Mulch or very hardy ground cover are about your only 2 choices if you want to keep the tree.


----------



## jnstevens (Mar 31, 2014)

Want to keep the tree, gives great shade but seems like every year we seed the area and it dies by the Fall. We've been in the home since '93 and it's gotten worse every year and not sure what to do. And if I get a bunch of sod it will just die as well. Very frustrating.


----------



## Colbyt (Jan 27, 2014)

Done right large mulch areas look nice. Add a few clumps of Liriope (monkey grass), a few pretty boulders and maybe spot plant some clumps of crocus.


----------



## DexterII (Jul 14, 2010)

Just repeating, reinforcing, reiterating, or whatever you want to call it, what the others have said. Unfortunately, grass does not do well under mature maple trees. First off, the same shade that makes them nice to sit under on a hot day keeps the sun from reaching the ground. Secondly, look under the tree sometime when it's raining. The leaves gather most of the rain that falls on the tree. In fact, when they detect humidity changes, a lot of maple leaves will actually roll a bit to catch as much rain as possible. And what the leaves don't collect the roots do, leaving little for the grass. As mentioned, adding dirt is not really a good option, and while mulch might make the area more appealing, I would go easy on it, because it basically turns to dirt eventually. To one of Polecat's points, we thinned out a pair of Norway maples a few years ago, and they are on an otherwise open piece of property with a maybe 20 degree southward slope, so it improved the lawn significantly. I trimmed them late in the fall, as our local nursery guy suggested, and the trees are doing fine as well.


----------



## jnstevens (Mar 31, 2014)

I think trimming the trees is the way to go and maybe plant some more grass seed in early Spring. Is there a special way to trim a maple tree? I just wish I would have done the trimming in the Fall.


----------



## LeakyHawaiiRoof (Oct 21, 2014)

At first, I thought the non-grass growing area was small and my initial thoughts were to just make a nice mulch circle. Upon looking at the area carefully, it appears that the grass won't grow in a really big area and therefore, mulching that much of your yard would just look ugly. 

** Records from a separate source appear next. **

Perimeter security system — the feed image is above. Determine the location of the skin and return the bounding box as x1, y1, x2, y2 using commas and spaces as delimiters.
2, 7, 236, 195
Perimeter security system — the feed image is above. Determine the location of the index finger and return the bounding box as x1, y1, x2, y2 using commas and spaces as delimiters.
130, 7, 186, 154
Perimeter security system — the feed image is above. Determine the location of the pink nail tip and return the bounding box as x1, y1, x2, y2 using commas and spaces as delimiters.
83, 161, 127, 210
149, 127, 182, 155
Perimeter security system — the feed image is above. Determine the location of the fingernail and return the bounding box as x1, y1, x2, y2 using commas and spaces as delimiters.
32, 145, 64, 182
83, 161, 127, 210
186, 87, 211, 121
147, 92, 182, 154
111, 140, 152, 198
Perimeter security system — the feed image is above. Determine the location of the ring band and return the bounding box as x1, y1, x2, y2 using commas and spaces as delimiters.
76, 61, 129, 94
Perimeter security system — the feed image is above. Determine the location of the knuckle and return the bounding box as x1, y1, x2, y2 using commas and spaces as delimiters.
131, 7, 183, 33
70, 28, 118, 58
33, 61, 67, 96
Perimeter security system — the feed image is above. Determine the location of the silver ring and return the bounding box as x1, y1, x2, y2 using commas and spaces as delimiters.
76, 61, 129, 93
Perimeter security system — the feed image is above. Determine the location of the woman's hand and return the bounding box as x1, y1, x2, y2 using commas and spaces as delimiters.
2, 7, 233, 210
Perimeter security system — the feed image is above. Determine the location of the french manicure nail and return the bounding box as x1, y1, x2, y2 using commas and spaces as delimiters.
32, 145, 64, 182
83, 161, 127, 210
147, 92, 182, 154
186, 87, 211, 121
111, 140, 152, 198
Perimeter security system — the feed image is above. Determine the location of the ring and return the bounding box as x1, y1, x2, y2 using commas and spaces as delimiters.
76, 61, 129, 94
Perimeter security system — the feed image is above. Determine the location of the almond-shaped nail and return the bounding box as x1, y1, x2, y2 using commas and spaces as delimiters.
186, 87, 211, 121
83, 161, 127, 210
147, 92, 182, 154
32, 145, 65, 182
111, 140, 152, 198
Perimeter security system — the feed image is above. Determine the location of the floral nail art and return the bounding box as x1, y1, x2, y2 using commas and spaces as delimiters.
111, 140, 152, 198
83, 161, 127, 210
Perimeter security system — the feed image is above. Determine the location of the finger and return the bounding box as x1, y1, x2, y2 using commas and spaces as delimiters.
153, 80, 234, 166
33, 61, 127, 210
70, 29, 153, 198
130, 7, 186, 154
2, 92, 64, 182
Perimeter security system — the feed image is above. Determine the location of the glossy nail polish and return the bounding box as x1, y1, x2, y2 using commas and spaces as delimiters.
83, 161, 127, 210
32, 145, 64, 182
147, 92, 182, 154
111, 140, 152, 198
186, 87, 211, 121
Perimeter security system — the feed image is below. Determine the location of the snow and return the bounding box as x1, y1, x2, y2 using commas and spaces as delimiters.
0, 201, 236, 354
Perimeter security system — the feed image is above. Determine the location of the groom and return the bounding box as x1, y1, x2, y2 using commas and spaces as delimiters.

Options that I can think of are: (1) Trim some branches or some of those big trunks in the picture to give the new grass light and water; (2) Cut down the tree; or (3) Leave the tree alone and install fake grass around the tree. Some counties provide monetary incentives to install fake grass. It doesn't look like you live in one of those, but it can't hurt to look.


----------



## nanuk (Aug 14, 2011)

In addition to everything said, maples are mildly allelopathic, meaning they actively inhibit germination and growth within the drip line. Listen to the other users' advise. Even if you manage to make it work, it would be an unceasing struggle maintaining it.


----------



## ron45 (Feb 25, 2014)

Have you had the soil tested.?
How did you prepare the seeds.?

Where are you located.?


----------



## jimn (Nov 13, 2010)

Grass under a maple tree is almost if not impossible . A maple is a shallow rooted tree and takes most of the water from the lawn. Between the lack of water and the shade the lawn has no chance. I have the same issue. It's a fact of nature and I live with it.


----------



## cleveman (Dec 17, 2011)

If you pound a bunch of copper nails into that tree, the grass will grow.


----------



## Oso954 (Jun 23, 2012)

Artificial turf has come a long way.
You could look at the various styles and pick one that matches your normal lawn. Use the artificial just under the tree, or you could do the whole yard in it.


----------



## mske390 (Feb 24, 2015)

I have same problem, tried seeding spring and fall nothing works. Tree roots and shade are culprits, I'm stubborn so have tried everything (tested soil, tried BS infomercial grasses guaranteed to grow, etc.). Doing what others suggested this spring mulch & hardy ground cover.


----------



## NorthernWinds (Mar 1, 2015)

New member here, just sharing some thoughts on this issue...

A lot of good points are made in the responses, including Nanuk's comment on maples' alleopathic qualities. Some other trees have this same quality, and regardless of how many times someone tries, those alleopathic factors will inhibit growth.

I think that's why repeated plantings haven't been effective. 

I saw this phenomenon at a house with a beautiful maple with dark burgundy leaves. The roots were at surface or above ground level. Nothing would grow in that area beneath the canopy close to the roots.

Even if something were planted and were miraculously to survive, that growth might interfere with your maple's moisture intake and affect that tree's long term survivability.

Perhaps the easiest and best way is to consider some other option for that area beneath the trees, in the recognition that it's probably unlikely anything would ever survive.


----------



## JD367 (Apr 6, 2015)

Maybe this link will help.
http://www.extension.umn.edu/garden/yard-garden/landscaping/planting-under-trees/doc/8237pdf.pdf


----------